Friday, 5 August 2011

Using the GROUP BY Clause

The next clause we will look at is the GROUP BY clause. This allows us to consider retrieved rows in groups. This is really useful only when we use it in combination with functions that operate over a group of rows. The only one of these we have mentioned so far is count(), but we will look at many more in Chapter 8.

Consider the following query:

select count(*), job
from employee
group by job;

This query will count the number of employees in each job grouping—that is, the number of employees who hold each job. If you run this query on the employee database, you should see a result similar to the following:

+----------+-----------------------+
| count(*) | job |
+----------+-----------------------+
| 1 | DBA |
| 2 | Programmer |
| 1 | Systems Administrator |
+----------+-----------------------+
3 rows in set (0.04 sec)

There are two differences between the way GROUP BY works in MySQL and ANSI SQL.

In ANSI SQL, you must group by all the columns you have listed in the initial SELECT clause. MySQL allows you to have additional fields in the SELECT clause that are not in the GROUP BY clause.

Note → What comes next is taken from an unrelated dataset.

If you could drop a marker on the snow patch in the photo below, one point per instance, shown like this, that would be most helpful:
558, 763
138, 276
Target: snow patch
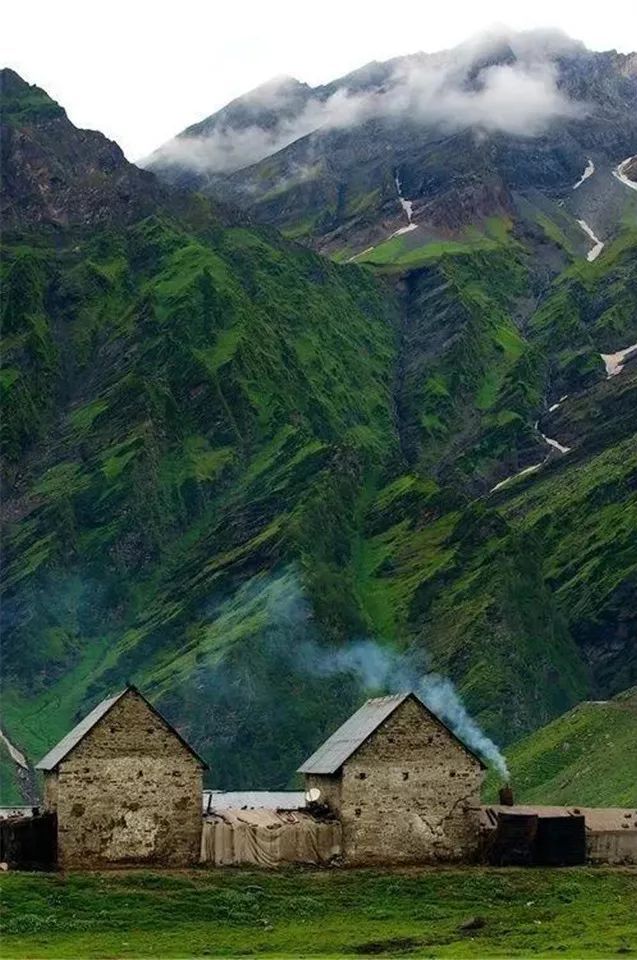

MySQL also allows you to sort the group order in which the results are presented. The default order is ascending. If we want to repeat the last query but see the results in descending order, we can use the following query:

select count(*), job
from employee
group by job desc;

This will produce results similar to the following:

+----------+-----------------------+
| count(*) | job |
+----------+-----------------------+
| 1 | Systems Administrator |
| 2 | Programmer |
| 1 | DBA |
+----------+-----------------------+
3 rows in set (0.04 sec)

As you can see, the names of the jobs are now in reverse alphabetical order. You can also specify ASC (for ascending), but this is the default, so it's redundant to do so.